Asked to comment by Medscape News UK, a CQC spokesperson said: "Waiting time targets are one of a number of measures we consider during our inspections." While recognising current pressures and the large elective care backlog, the CQC said it would "always look at how trusts manage risks to safety of those who face delays for treatment, and the steps trusts are taking to prioritise resources and ensure those in the greatest need are seen first".
"No Encouragement" To Treat Patients Outside the Target Window
However the study authors concluded that the target provided "no encouragement" to treat patients who had waited only a short time, nor those who had already passed the 18-week point. In addition, they said, it could incentivise "low rectitude behaviour" in manipulating data to meet the target.
They urged NHS policymakers to be "circumspect" in imposing targets which, if used, should be "carefully designed to mitigate threshold effects", and routinely assessed as to whether these are occurring.

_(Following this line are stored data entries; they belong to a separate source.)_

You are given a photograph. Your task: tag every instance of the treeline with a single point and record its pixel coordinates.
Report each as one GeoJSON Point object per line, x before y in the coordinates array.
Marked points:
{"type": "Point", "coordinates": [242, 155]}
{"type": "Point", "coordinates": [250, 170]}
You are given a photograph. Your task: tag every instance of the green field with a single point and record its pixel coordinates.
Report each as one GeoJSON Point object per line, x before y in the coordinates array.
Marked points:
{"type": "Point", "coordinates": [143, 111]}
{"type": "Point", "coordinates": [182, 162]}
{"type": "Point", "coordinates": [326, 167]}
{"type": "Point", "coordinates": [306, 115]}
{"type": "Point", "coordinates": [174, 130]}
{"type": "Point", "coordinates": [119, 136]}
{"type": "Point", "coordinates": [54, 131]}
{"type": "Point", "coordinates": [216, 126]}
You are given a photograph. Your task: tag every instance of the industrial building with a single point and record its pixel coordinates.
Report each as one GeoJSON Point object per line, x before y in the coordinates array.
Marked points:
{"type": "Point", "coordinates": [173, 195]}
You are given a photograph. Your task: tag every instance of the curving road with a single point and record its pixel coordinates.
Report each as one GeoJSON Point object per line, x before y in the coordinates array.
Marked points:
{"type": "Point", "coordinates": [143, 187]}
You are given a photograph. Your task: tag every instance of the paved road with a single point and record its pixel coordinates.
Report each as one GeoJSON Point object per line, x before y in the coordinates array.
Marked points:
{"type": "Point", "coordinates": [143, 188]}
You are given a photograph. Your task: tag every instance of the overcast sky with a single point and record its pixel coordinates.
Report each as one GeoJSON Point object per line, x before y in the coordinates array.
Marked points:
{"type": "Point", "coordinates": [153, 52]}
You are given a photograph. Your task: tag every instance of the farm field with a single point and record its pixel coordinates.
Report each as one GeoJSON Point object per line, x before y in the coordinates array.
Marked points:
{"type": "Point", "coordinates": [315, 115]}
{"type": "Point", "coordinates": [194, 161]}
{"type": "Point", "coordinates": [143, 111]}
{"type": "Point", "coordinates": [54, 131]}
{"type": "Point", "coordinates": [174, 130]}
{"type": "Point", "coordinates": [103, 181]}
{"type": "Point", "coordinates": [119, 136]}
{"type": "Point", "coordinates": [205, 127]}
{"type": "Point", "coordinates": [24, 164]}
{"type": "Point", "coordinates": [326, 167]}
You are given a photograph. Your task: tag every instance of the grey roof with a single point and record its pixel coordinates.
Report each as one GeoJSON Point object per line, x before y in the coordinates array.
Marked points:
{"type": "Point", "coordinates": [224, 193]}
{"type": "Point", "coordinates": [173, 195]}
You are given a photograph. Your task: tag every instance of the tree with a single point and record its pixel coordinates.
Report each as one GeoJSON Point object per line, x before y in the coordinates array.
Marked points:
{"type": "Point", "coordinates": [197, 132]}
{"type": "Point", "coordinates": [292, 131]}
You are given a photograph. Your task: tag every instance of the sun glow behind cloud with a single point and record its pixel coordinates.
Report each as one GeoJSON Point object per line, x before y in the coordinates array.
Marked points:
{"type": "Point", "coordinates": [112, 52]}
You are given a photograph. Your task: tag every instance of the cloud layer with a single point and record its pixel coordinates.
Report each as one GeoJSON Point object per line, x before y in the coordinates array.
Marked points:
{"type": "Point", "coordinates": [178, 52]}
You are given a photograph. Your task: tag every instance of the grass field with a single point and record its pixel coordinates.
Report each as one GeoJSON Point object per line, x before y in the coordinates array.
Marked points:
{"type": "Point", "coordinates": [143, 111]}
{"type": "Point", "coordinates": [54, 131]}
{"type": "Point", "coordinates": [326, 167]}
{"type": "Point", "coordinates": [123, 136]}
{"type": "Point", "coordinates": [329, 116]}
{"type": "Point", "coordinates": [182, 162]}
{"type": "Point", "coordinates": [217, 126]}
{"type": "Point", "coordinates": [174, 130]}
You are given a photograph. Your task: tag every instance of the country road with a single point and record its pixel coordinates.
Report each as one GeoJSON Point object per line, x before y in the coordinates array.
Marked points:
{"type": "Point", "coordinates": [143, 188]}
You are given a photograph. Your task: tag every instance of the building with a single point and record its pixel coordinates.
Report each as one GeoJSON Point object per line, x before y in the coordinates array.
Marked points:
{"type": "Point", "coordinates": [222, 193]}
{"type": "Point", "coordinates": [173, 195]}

Also asked to comment by Medscape News UK, an NHS spokesperson said: "The suggestion that the NHS is incentivising trusts not to bother treating people once they pass 18 weeks is nonsense – treatment priority is determined by the clinical needs of patients as identified by clinicians, as well as those waiting longest."
The spokesperson added that the NHS had "a clear plan in place" for reducing the current backlog, with "significant progress reducing the longest waits".
"Long Litany of Unintended Impact of Targets"
The study "joins a long litany of examples of the unintended impact of targets", commented Nigel Edwards, chief executive of the Nuffield Trust, and independent analyst Steve Black, in a linked editorial.
They noted that, while important for public accountability, targets may have
"unanticipated consequences". These can include distortion of clinical decision-making; hospitals with no chance of meeting the target choosing to direct their efforts elsewhere, and those that surpass it allowing performance to slip back to target levels.
With insufficient resources, hospitals may demand "unsustainable levels of work from staff to meet the target, to the exclusion of almost everything else", including a lack of attention to quality and safety.
'Gaming' the target may occur, particularly when linked to high-powered incentives and punishments – for example, finding ways to exclude patients from the waiting list. It can mean not only failing to meet target aims but also generating other adverse outcomes, which can "lead to an arms race of increasingly complex rules designed to eliminate gaming, followed by even more ingenious methods to meet the target".
Good targets focus on desired outcomes, whereas badly designed targets focus on easy-to-measure inputs, they said. The NHS has often pursued a failed approach focused on input targets, not outcomes, and promoted 'achieving the numbers' over understanding the problem. "Over-reliance on a small number of high-profile measures is risky," they suggested, and "measurement is not an alternative to judgement". NHS management needs to avoid gaming, overpromising, and "other perverse ways of pursuing the metric while missing the point", the editorial concluded.